Avoiding the Resentful Listener
In almost any situation honoring someone's choice creates better connection. Autonomy is one of the most important human needs. When someone has the perception that you are talking to them without considering their choice, resentful listening is often the result.
A little mindfulness about starting a conversation can go a long way. In a couple I have been working with, one partner said she had been practicing starting conversations by asking her partner, "Can I tell you something?" With this one little question, her partner felt great relief because it met her needs for consideration, choice, and participation.
The partner who asked was also relieved to get clarity about when she could be heard and when she couldn't. Without this clarity she reported this experience, "My partner would look up at me with irritation and say, ‘I can't listen to you right now.' I would then feel hurt and either shut down or get angry." She said this rarely happens now.
They also made an agreement that neither of them would try to talk over the kids. When a child interrupted, the conversation would stop, one of them would tend to the child's need, and then the conversation could start again where it left off.
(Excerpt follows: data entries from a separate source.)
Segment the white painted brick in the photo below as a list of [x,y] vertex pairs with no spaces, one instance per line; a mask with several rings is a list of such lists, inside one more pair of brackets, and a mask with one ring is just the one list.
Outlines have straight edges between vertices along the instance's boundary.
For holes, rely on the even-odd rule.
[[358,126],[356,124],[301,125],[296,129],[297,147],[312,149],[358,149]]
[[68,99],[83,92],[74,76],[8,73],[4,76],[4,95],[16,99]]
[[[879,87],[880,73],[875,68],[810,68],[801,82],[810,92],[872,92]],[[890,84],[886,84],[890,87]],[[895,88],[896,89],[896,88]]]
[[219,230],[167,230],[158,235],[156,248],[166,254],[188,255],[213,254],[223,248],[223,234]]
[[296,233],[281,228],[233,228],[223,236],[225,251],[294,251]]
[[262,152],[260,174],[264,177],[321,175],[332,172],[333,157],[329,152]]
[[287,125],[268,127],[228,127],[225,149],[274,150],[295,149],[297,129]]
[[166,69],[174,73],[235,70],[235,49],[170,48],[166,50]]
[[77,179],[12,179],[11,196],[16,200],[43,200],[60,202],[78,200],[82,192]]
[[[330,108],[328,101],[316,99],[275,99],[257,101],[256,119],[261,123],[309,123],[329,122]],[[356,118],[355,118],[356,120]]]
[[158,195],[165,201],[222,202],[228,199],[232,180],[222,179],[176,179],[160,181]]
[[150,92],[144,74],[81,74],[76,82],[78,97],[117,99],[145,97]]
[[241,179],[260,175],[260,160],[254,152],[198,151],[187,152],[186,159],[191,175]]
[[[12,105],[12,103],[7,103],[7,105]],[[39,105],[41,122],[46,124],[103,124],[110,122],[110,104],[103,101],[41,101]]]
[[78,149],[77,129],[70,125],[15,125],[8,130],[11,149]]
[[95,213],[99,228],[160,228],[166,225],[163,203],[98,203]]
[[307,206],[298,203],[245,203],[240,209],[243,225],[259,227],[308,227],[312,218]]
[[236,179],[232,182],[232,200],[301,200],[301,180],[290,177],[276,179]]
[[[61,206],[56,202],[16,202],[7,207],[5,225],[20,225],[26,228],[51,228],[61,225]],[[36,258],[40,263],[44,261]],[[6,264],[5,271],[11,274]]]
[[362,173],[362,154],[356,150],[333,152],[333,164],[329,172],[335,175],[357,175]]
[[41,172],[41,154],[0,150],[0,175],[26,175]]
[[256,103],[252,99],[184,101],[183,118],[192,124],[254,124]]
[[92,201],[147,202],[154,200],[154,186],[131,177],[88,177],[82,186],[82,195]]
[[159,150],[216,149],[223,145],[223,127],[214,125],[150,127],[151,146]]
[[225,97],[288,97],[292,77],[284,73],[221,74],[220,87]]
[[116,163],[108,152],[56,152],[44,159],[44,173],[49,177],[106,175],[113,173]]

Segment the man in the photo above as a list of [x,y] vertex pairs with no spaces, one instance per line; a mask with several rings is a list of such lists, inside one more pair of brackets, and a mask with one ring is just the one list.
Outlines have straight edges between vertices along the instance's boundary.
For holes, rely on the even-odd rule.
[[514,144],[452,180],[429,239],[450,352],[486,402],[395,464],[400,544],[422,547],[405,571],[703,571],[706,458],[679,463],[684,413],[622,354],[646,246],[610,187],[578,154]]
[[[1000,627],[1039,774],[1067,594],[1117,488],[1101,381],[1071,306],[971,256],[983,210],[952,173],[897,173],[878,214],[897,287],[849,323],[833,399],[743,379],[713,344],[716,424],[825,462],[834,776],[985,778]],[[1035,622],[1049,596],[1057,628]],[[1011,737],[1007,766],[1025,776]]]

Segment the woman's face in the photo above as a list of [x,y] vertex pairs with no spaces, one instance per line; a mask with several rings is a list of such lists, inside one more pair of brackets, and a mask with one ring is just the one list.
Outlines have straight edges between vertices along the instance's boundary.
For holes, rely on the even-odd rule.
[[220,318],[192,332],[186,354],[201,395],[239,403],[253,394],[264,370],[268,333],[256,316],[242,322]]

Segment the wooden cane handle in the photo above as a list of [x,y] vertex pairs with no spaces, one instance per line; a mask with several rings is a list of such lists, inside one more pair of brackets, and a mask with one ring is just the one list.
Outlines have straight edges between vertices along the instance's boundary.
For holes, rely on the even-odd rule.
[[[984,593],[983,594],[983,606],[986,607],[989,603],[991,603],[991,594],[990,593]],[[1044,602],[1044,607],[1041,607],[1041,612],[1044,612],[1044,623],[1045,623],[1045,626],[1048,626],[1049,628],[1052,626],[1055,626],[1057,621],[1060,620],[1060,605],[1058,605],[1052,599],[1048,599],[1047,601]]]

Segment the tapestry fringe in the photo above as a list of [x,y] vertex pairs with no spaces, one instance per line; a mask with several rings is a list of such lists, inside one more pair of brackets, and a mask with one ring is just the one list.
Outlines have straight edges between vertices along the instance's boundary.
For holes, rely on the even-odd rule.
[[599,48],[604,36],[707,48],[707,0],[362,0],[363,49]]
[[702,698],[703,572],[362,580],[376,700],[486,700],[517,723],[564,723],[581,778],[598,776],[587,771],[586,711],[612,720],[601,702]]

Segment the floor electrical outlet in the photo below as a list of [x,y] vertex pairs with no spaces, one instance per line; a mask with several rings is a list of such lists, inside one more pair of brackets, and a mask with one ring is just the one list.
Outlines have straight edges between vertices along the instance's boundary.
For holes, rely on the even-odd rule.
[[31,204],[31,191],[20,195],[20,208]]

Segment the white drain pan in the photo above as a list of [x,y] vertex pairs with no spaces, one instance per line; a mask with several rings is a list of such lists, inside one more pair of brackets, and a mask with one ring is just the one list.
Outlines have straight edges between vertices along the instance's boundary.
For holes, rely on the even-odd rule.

Asking if someone wants to listen to you before you start talking, not only respects their choice, but also supports you in getting heard.
Here are some ways to ask for listening:
Can I tell you something?
I have something to share. Are you up for hearing it?
I have a celebration. Can I share it with you?
I am wanting to tell about ______. Are you interested in hearing?
I notice I am needing empathy. Are you in a place for that?
As you come up with ways to ask for listening you may find that you get an automatic yes from certain people. Sometimes people are so surprised at being asked they don't really believe it's a choice. You can support someone in making an authentic choice by offering a second option such as:
Or do you want to talk later?
Or are you needing some quiet?
Or are you really focused on what you are doing?
Or does that topic seem like too much right now?
Offering options like these shows more explicitly that you are considering their needs when you make your request.
This week practice checking in with someone before you start a conversation. Practice a variety of ways to honor their choice in listening or not. When someone does choose consciously to listen to you, notice if there is a difference in your quality of connection and your sense of being heard.